DynamoDB discoveries
A lot of preparation needs to go into a DynamoDB design.
- normalised fields where strings are lowercased
- composite keys can be quite loaded
- tag use case, BatchWriteItem might come into play
- versioning
- getting design support from AWS
- SDK pain like getting to know dynamoattribute / expression builder and v1/v2 confusion
- Are projections premature optimisation?
- code struct doesn't document the table, people describe their setup in a README
- Are keys Capitalised? Rich likes them Generic for Appsync
- Scans versus Query... is it ever OK to do a scan?

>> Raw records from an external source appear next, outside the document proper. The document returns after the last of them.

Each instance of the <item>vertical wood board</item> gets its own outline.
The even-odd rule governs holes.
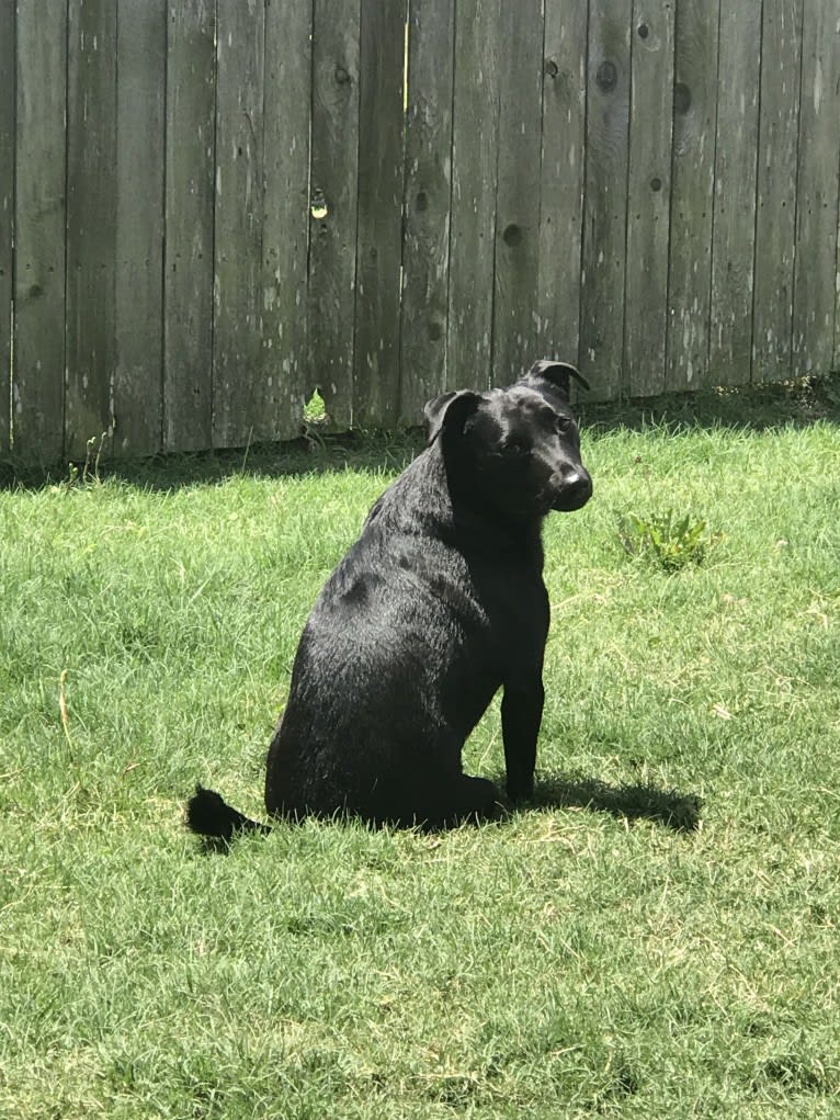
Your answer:
[[[802,0],[764,0],[753,381],[791,376]]]
[[[262,373],[262,0],[217,9],[213,444],[271,436],[278,384]]]
[[[169,0],[162,441],[213,444],[215,0]]]
[[[590,0],[580,368],[592,399],[622,391],[632,0]]]
[[[419,423],[447,383],[454,0],[411,0],[400,413]]]
[[[161,448],[167,0],[119,0],[114,454]]]
[[[393,427],[400,402],[407,0],[362,0],[355,422]]]
[[[69,0],[65,444],[84,459],[112,430],[116,8]]]
[[[262,367],[277,388],[271,436],[300,433],[307,339],[311,4],[265,8]]]
[[[762,6],[722,3],[711,256],[709,377],[749,382]]]
[[[15,39],[15,6],[7,3],[0,7],[0,455],[11,445]]]
[[[542,0],[503,3],[493,371],[508,385],[538,353],[542,157]]]
[[[793,373],[833,362],[840,176],[840,9],[805,3],[793,297]]]
[[[587,6],[545,2],[540,183],[541,357],[578,363]]]
[[[665,388],[674,3],[634,0],[631,41],[624,374],[651,396]]]
[[[67,6],[18,12],[15,206],[15,449],[55,463],[64,446]]]
[[[353,423],[358,206],[360,0],[314,0],[309,385]],[[307,393],[309,390],[307,391]]]
[[[448,389],[467,385],[486,389],[491,384],[500,59],[504,52],[498,6],[500,0],[458,0],[455,8],[452,190],[444,386]],[[403,377],[410,375],[410,371],[403,372]]]

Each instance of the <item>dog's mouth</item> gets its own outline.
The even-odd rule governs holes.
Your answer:
[[[549,510],[558,513],[572,513],[582,508],[592,496],[592,480],[589,475],[579,475],[573,483],[554,491],[549,498]]]

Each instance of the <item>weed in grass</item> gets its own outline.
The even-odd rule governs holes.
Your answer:
[[[645,480],[651,504],[654,503],[650,473],[641,457],[636,465]],[[628,511],[617,514],[618,536],[632,557],[651,560],[666,572],[675,572],[689,563],[702,563],[709,544],[720,540],[720,533],[708,533],[706,522],[691,513],[674,510],[641,515]]]
[[[680,516],[673,510],[647,516],[619,514],[618,535],[632,557],[653,560],[668,572],[702,563],[709,541],[715,540],[704,521],[690,513]]]

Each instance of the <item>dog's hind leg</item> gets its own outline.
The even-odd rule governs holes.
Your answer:
[[[534,792],[536,737],[542,721],[544,691],[540,678],[529,685],[505,684],[502,699],[502,738],[507,771],[507,795],[523,801]]]

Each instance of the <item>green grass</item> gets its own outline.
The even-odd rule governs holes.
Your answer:
[[[0,1116],[838,1116],[837,416],[605,416],[547,523],[538,803],[440,836],[181,825],[196,780],[261,813],[308,608],[411,446],[0,492]],[[626,553],[652,502],[721,534],[701,563]],[[496,707],[467,765],[501,775]]]

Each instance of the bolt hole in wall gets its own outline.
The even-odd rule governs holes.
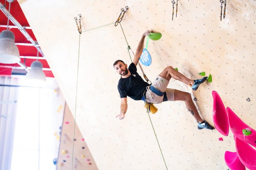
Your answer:
[[[8,167],[0,169],[56,170],[52,160],[58,156],[64,97],[55,79],[47,78],[43,88],[28,87],[24,77],[16,79],[17,84],[12,84],[16,87],[8,87],[17,89],[16,117],[12,118],[15,119],[13,146],[10,153],[4,152],[4,159],[9,158]]]

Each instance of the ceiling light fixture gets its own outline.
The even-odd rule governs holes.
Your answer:
[[[26,79],[33,80],[34,81],[39,81],[39,83],[41,82],[45,82],[46,81],[45,74],[43,71],[43,65],[42,63],[38,61],[38,51],[37,51],[38,58],[36,61],[33,61],[31,64],[31,69],[26,74]]]
[[[11,9],[11,3],[13,0],[7,0],[9,3],[9,12]],[[8,29],[9,18],[8,18],[7,28],[0,33],[0,63],[6,64],[16,63],[20,61],[20,53],[15,43],[14,34]]]

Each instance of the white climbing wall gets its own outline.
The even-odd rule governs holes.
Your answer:
[[[99,169],[166,169],[143,102],[129,98],[124,119],[115,118],[120,76],[113,64],[130,59],[121,27],[113,23],[127,5],[121,23],[134,51],[147,29],[162,34],[149,42],[153,63],[143,68],[150,80],[169,65],[191,79],[200,78],[202,71],[211,74],[213,82],[195,92],[173,80],[169,87],[193,92],[202,116],[211,125],[215,90],[226,107],[256,129],[255,0],[227,0],[221,21],[218,0],[179,0],[173,21],[170,0],[18,1]],[[80,39],[73,19],[80,14]],[[198,130],[182,102],[158,108],[150,116],[168,169],[228,169],[224,153],[235,150],[231,132],[225,137],[216,130]]]

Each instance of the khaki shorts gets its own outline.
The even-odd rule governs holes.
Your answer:
[[[159,75],[156,77],[151,86],[157,88],[162,92],[166,92],[168,101],[174,101],[175,89],[167,88],[169,81]],[[160,103],[163,102],[163,96],[160,96],[152,92],[149,89],[149,86],[147,87],[146,92],[147,102],[153,103]]]

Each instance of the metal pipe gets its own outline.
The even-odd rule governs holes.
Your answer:
[[[0,25],[0,27],[7,28],[7,25]],[[16,25],[9,25],[8,26],[8,27],[10,28],[18,28],[18,27]],[[24,29],[31,29],[31,27],[30,27],[23,26],[22,28]]]
[[[12,21],[12,22],[13,24],[17,26],[17,28],[20,30],[20,31],[21,32],[23,35],[24,35],[25,37],[26,37],[28,40],[32,44],[33,44],[34,46],[40,53],[42,56],[42,57],[45,57],[42,51],[39,46],[38,43],[33,40],[28,32],[27,32],[27,31],[26,30],[22,25],[21,25],[18,22],[18,21],[15,19],[15,18],[13,17],[13,16],[11,14],[9,11],[8,11],[8,10],[6,9],[5,7],[1,2],[0,2],[0,9],[1,9],[3,13],[5,15],[5,16],[9,19],[10,21]]]
[[[21,64],[21,66],[20,67],[17,67],[15,66],[0,66],[0,68],[2,67],[2,68],[13,68],[14,69],[24,69],[24,68],[25,67],[25,65],[24,65],[24,64],[23,64],[22,63],[20,63]],[[17,64],[19,64],[19,63],[17,63]],[[26,69],[27,70],[29,70],[31,69],[31,67],[26,67]],[[26,69],[25,69],[26,70]],[[44,70],[45,71],[51,71],[52,70],[50,68],[43,68],[42,69],[42,70]],[[27,71],[27,72],[28,72],[28,71],[26,70],[26,71]]]
[[[29,59],[37,59],[37,57],[33,57],[33,56],[20,56],[20,58],[26,58]],[[38,57],[39,60],[46,60],[45,57]]]

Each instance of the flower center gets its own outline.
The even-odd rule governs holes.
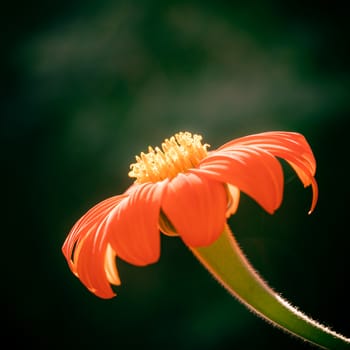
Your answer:
[[[157,182],[172,179],[178,173],[196,167],[207,155],[208,144],[202,145],[202,136],[190,132],[179,132],[165,139],[162,149],[148,147],[148,153],[136,156],[136,163],[130,165],[130,177],[136,183]]]

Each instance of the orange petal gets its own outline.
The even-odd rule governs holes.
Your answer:
[[[305,137],[295,132],[271,131],[249,135],[230,141],[219,150],[233,151],[237,146],[246,145],[264,149],[276,157],[285,159],[295,170],[304,186],[312,186],[312,212],[318,199],[318,187],[314,178],[316,160]]]
[[[193,171],[238,187],[271,214],[281,204],[282,167],[270,153],[256,147],[238,145],[211,152]]]
[[[180,173],[167,186],[162,210],[188,246],[200,247],[211,244],[224,229],[227,202],[224,184]]]
[[[159,213],[167,180],[133,186],[129,196],[110,212],[106,230],[121,259],[138,266],[156,262],[160,255]]]
[[[108,236],[103,228],[108,212],[123,198],[125,195],[114,196],[90,209],[73,226],[62,247],[73,273],[101,298],[115,295],[105,270]]]

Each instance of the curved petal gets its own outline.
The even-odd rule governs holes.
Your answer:
[[[192,173],[173,178],[164,193],[162,210],[190,247],[214,242],[226,222],[225,185]]]
[[[62,246],[62,252],[72,272],[91,292],[101,298],[115,295],[110,286],[111,279],[105,270],[108,256],[105,221],[108,212],[118,207],[124,198],[125,195],[114,196],[91,208],[73,226]],[[117,279],[114,281],[117,282]]]
[[[109,241],[117,256],[128,263],[144,266],[159,259],[160,202],[167,180],[133,187],[106,221]]]
[[[229,183],[273,213],[283,196],[283,172],[277,159],[265,150],[239,145],[210,153],[191,172]]]
[[[264,132],[235,139],[221,146],[219,150],[234,151],[241,145],[258,147],[285,159],[295,170],[303,185],[312,186],[313,198],[309,213],[313,211],[318,199],[318,187],[314,178],[316,160],[303,135],[284,131]]]

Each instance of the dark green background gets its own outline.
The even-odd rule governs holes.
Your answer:
[[[2,302],[8,348],[310,349],[250,313],[179,239],[160,261],[119,263],[101,300],[62,243],[130,184],[134,155],[177,131],[211,149],[267,130],[305,135],[320,198],[289,168],[270,216],[242,196],[230,225],[293,304],[350,336],[349,22],[315,2],[13,2],[2,10]]]

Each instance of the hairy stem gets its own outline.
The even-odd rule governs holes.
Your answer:
[[[212,245],[190,249],[232,295],[265,320],[321,348],[350,349],[349,338],[304,315],[266,284],[227,225]]]

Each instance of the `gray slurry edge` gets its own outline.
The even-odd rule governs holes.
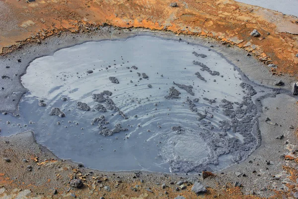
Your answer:
[[[296,146],[295,143],[297,139],[293,133],[294,130],[289,128],[291,125],[296,126],[298,119],[295,106],[297,99],[290,95],[291,84],[295,81],[294,78],[273,76],[267,67],[253,57],[247,56],[247,53],[244,50],[237,47],[227,47],[211,39],[184,35],[179,35],[178,37],[169,32],[152,31],[140,28],[117,29],[104,27],[89,33],[74,34],[63,33],[60,37],[47,38],[40,44],[27,44],[23,48],[0,57],[0,71],[2,71],[1,76],[10,78],[1,78],[0,79],[0,111],[17,115],[18,102],[27,91],[20,82],[20,77],[26,73],[26,68],[30,63],[37,57],[52,55],[60,49],[86,41],[125,39],[140,35],[157,36],[165,39],[178,40],[180,39],[207,47],[213,46],[211,50],[214,50],[225,57],[255,84],[273,88],[280,88],[281,87],[273,86],[273,82],[276,80],[282,80],[285,83],[285,85],[281,87],[282,89],[276,91],[278,94],[281,93],[281,95],[278,95],[275,98],[268,98],[259,102],[259,105],[262,103],[263,105],[263,107],[261,108],[263,112],[259,118],[262,137],[260,147],[244,162],[217,172],[217,177],[205,179],[204,184],[216,188],[217,183],[224,185],[227,182],[239,181],[243,185],[244,193],[251,194],[254,190],[255,193],[256,192],[261,196],[268,196],[272,194],[268,191],[268,187],[282,190],[286,189],[282,184],[283,181],[275,180],[272,176],[285,175],[281,166],[283,160],[281,156],[287,153],[286,147],[288,146],[285,144],[286,141],[288,140],[288,142],[292,144],[292,148],[294,148]],[[4,89],[1,89],[2,87]],[[264,109],[265,106],[268,109]],[[265,122],[267,117],[281,126],[271,125]],[[276,139],[277,136],[281,135],[284,135],[285,137],[282,140]],[[33,134],[31,136],[34,137]],[[13,136],[11,138],[13,137]],[[5,138],[1,137],[1,139]],[[35,139],[31,140],[35,142]],[[48,152],[45,151],[45,152]],[[266,161],[270,161],[270,164],[267,165]],[[246,176],[237,177],[235,174],[235,171],[245,174]]]

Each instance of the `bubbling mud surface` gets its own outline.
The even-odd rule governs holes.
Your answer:
[[[91,168],[218,170],[259,143],[257,89],[202,46],[89,42],[35,59],[21,80],[20,116],[1,115],[1,135],[32,129],[58,157]]]

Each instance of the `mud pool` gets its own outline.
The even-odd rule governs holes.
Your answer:
[[[1,136],[32,129],[60,158],[102,171],[217,170],[260,142],[253,101],[270,90],[242,79],[184,42],[86,42],[30,63],[20,116],[0,115]]]

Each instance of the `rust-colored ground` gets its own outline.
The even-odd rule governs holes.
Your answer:
[[[277,73],[298,73],[298,18],[232,0],[0,0],[0,52],[61,31],[104,23],[211,37],[236,45]],[[257,29],[259,37],[250,36]],[[270,33],[270,35],[268,33]],[[7,47],[10,47],[10,48]]]
[[[267,64],[276,64],[278,67],[275,74],[295,77],[298,74],[298,58],[295,56],[298,53],[297,17],[232,0],[185,0],[177,1],[177,7],[169,6],[171,2],[169,0],[36,0],[29,2],[25,0],[0,0],[0,53],[8,53],[28,42],[40,42],[48,36],[59,35],[62,31],[89,31],[89,27],[99,26],[105,23],[122,28],[144,27],[213,37],[223,43],[243,48]],[[260,37],[250,36],[250,32],[254,29],[261,33]],[[19,161],[24,158],[18,154]],[[34,155],[36,154],[28,154]],[[0,173],[0,196],[7,194],[14,196],[13,197],[20,197],[20,194],[26,194],[22,192],[29,189],[31,193],[28,196],[31,197],[51,196],[56,198],[71,198],[70,193],[66,192],[64,188],[69,187],[67,182],[74,175],[86,179],[84,181],[85,186],[83,189],[71,192],[82,198],[88,196],[98,198],[100,193],[102,193],[98,191],[99,185],[94,183],[94,176],[87,175],[84,178],[87,171],[81,172],[74,170],[61,161],[35,161],[34,159],[27,158],[30,160],[29,163],[23,166],[30,164],[34,169],[36,168],[36,173],[34,173],[36,176],[28,175],[26,170],[21,169],[24,171],[20,176],[24,175],[32,179],[22,180],[20,177],[21,180],[16,180],[12,179],[14,175],[13,171],[19,170],[19,168],[14,168],[10,165],[11,167],[5,169],[1,166],[0,171],[11,172]],[[286,158],[286,162],[298,162],[296,155]],[[16,166],[20,166],[20,164]],[[291,174],[290,178],[293,183],[297,183],[298,170],[295,168],[297,164],[294,166],[285,166],[284,169]],[[38,167],[40,167],[40,170],[37,170]],[[47,174],[47,176],[43,177],[42,171]],[[53,173],[50,173],[52,171]],[[103,180],[102,176],[100,178]],[[40,180],[33,182],[32,184],[29,183],[37,179]],[[104,183],[105,185],[109,185],[111,187],[119,185],[117,189],[113,189],[114,191],[111,193],[106,193],[106,196],[108,196],[106,198],[173,198],[177,196],[177,193],[169,189],[166,190],[168,190],[168,195],[166,197],[165,190],[156,185],[151,187],[154,194],[144,189],[134,192],[130,188],[136,183],[109,180]],[[57,185],[60,187],[63,185],[63,189],[57,188],[58,195],[53,195],[52,189]],[[289,187],[290,192],[277,193],[273,198],[288,198],[291,197],[291,192],[298,191],[298,187],[289,185]],[[191,188],[188,186],[179,194],[188,199],[196,198],[190,191]],[[11,191],[14,188],[21,190]],[[203,197],[255,198],[253,196],[244,196],[240,189],[228,186],[219,187],[217,190],[209,189],[208,194]],[[7,192],[6,190],[10,191]],[[20,198],[22,198],[21,196]]]

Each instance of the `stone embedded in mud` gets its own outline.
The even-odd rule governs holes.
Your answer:
[[[194,192],[197,195],[201,194],[204,194],[207,192],[206,187],[203,185],[201,183],[196,182],[193,187],[191,188],[191,191]]]
[[[53,107],[51,109],[51,112],[49,113],[50,115],[58,115],[60,117],[65,116],[65,113],[60,110],[60,108],[57,107]]]
[[[84,184],[80,179],[74,179],[71,181],[70,185],[74,188],[80,188]]]
[[[205,64],[204,64],[202,63],[201,63],[201,62],[198,62],[198,61],[193,61],[193,64],[195,65],[198,65],[198,66],[201,66],[202,67],[202,68],[201,69],[201,70],[202,71],[206,71],[208,73],[209,73],[209,74],[211,75],[214,75],[214,75],[217,75],[217,76],[220,75],[219,72],[216,71],[212,71],[211,70],[210,70],[209,67],[208,67],[207,66],[205,65]]]
[[[198,72],[195,73],[195,75],[196,75],[197,76],[197,77],[198,77],[198,78],[199,79],[200,79],[201,80],[202,80],[202,81],[204,81],[205,82],[207,82],[207,81],[204,78],[202,77],[202,76],[201,75],[200,73],[199,73]]]
[[[281,80],[277,81],[273,83],[273,85],[275,86],[283,86],[284,84],[285,84]]]
[[[86,71],[86,73],[88,74],[90,74],[91,73],[93,73],[93,71],[92,70],[89,70],[88,71]]]
[[[184,130],[183,129],[182,129],[182,127],[181,126],[172,126],[171,129],[173,131],[184,131]]]
[[[111,136],[114,133],[119,133],[121,131],[127,131],[128,128],[123,128],[121,126],[121,124],[117,123],[115,125],[115,128],[112,130],[110,130],[108,128],[105,128],[98,133],[99,134],[102,135],[104,136]]]
[[[183,197],[183,196],[178,196],[174,199],[185,199],[185,198]]]
[[[114,84],[119,84],[119,81],[115,77],[109,77],[109,80],[110,80],[111,82],[112,82],[112,83],[114,83]]]
[[[204,54],[198,54],[196,52],[194,51],[192,53],[196,57],[201,57],[202,58],[205,58],[205,57],[207,57],[206,55],[204,55]]]
[[[5,158],[3,158],[3,160],[4,160],[4,161],[6,161],[7,162],[10,162],[10,159],[9,158],[6,158],[6,157]]]
[[[294,96],[298,95],[298,83],[293,84],[292,93]]]
[[[143,73],[142,74],[142,76],[144,79],[148,79],[149,78],[147,75],[145,73]]]
[[[187,93],[189,93],[191,95],[192,95],[192,96],[195,95],[195,94],[192,92],[192,89],[193,89],[193,87],[192,86],[191,86],[191,85],[186,86],[186,85],[184,85],[184,84],[177,84],[177,83],[175,83],[175,82],[173,82],[173,84],[177,86],[180,89],[182,89],[186,91],[186,92]]]
[[[103,92],[100,93],[99,94],[93,94],[92,95],[92,99],[95,101],[102,102],[105,101],[106,100],[106,98],[104,97],[105,95],[111,96],[112,95],[112,92],[109,91],[103,91]]]
[[[250,33],[250,36],[252,36],[253,37],[258,37],[260,36],[261,34],[258,31],[255,29]]]
[[[211,176],[214,176],[214,174],[213,174],[212,172],[209,171],[203,171],[202,172],[202,177],[203,177],[203,180],[205,180]]]
[[[80,110],[89,111],[91,109],[90,106],[88,105],[86,103],[81,102],[80,101],[77,101],[75,103],[76,107]]]
[[[100,103],[98,103],[95,105],[94,108],[100,112],[105,112],[107,111],[107,109],[103,106],[103,105]]]
[[[175,89],[175,87],[172,87],[169,89],[169,95],[168,96],[164,96],[164,98],[166,99],[174,99],[180,98],[179,95],[181,93]]]
[[[197,115],[199,116],[198,116],[198,117],[197,118],[197,119],[198,119],[199,121],[201,120],[201,119],[204,119],[204,118],[206,117],[206,116],[207,116],[207,114],[201,114],[201,113],[199,113],[199,112],[197,112]]]
[[[41,107],[44,107],[47,105],[47,104],[44,102],[43,100],[38,100],[38,105]]]
[[[176,2],[170,3],[170,6],[171,7],[177,7],[178,6],[178,5],[177,5],[177,3]]]
[[[38,105],[41,107],[44,107],[47,105],[47,104],[45,102],[38,102]]]
[[[268,65],[268,66],[270,68],[273,68],[275,69],[277,68],[277,66],[276,66],[275,64],[270,64]]]
[[[241,83],[239,85],[242,89],[245,89],[247,93],[250,96],[254,96],[257,94],[257,92],[254,90],[252,86],[250,84]]]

- How to store time? UTC? You want it in ISO8601 type format to make it queryable as opposed to epoch
- Designs are rarely captured in code README doc example
Operational considerations:
- Use on-demand scaling but that's 6x more expensive
- Predicting cost isn't easy until you know the X requests per second. And some people tend to think you you should be limits in, whilst developing.
Good resources
Who to follow on Twitter, when it comes to sharing DynamoDB knowledge
Case study
Via #databases on https://awsdevelopers.slack.com/, Martin asks:
Hello, everyone. I’m pretty new with DynamoDB and I need some advice on which will be the best Partition Key and Sort Key for my use case. We are migration this table jobs which is not complex but have thousands of queries per hour by date, basically always is #date between :start_time and :end_time. Below the specification
table name: jobs
Id: unique string
created_at: date time, format ISO 8601: 20150311T122706Z
Data: string
This is an example how we need access the data
tableName = 'jobs'
params = {
table_name: tableName,
key_condition_expression: "#date between :start_time and :end_time",
expression_attribute_names: {
"#date" => "created_at"
},
expression_attribute_values: {
":start_time" => "20150311T122706Z",
":end_time" => "20150313T122700Z"
}
}
DynamodbClient.client.query(params)
Michael says:
Depending on how many days you query at a time, you could even make the day (or month) the hash key, and the rest of the timestamp (plus a job id?) the range key. Advantages are that, assuming you have an even distribution of job creation times, each hash key shouldn't get too "hot" (ie, you'll only have as many in each hash as you create in a day, or month). Disadvantages are that querying multiple days (or months) will mean multiple queries (can do in parallel, but if you have hundreds, bleh). And if you're creating millions a day (or month) this wouldn't be suitable either
Rich says:
I'd be inclined to use the job ID as the PK for the table because changing that value requires writing a new record and removing the old one. I'd then create a secondary index with the PK based on what you're likely to query. For example: date (pk) + date/time (sk); "date + status" (pk) + time (sk); "date + hour + status" (pk) + time (sk). Now if you want all the pending jobs in the last hour you query the key "2019090906pending".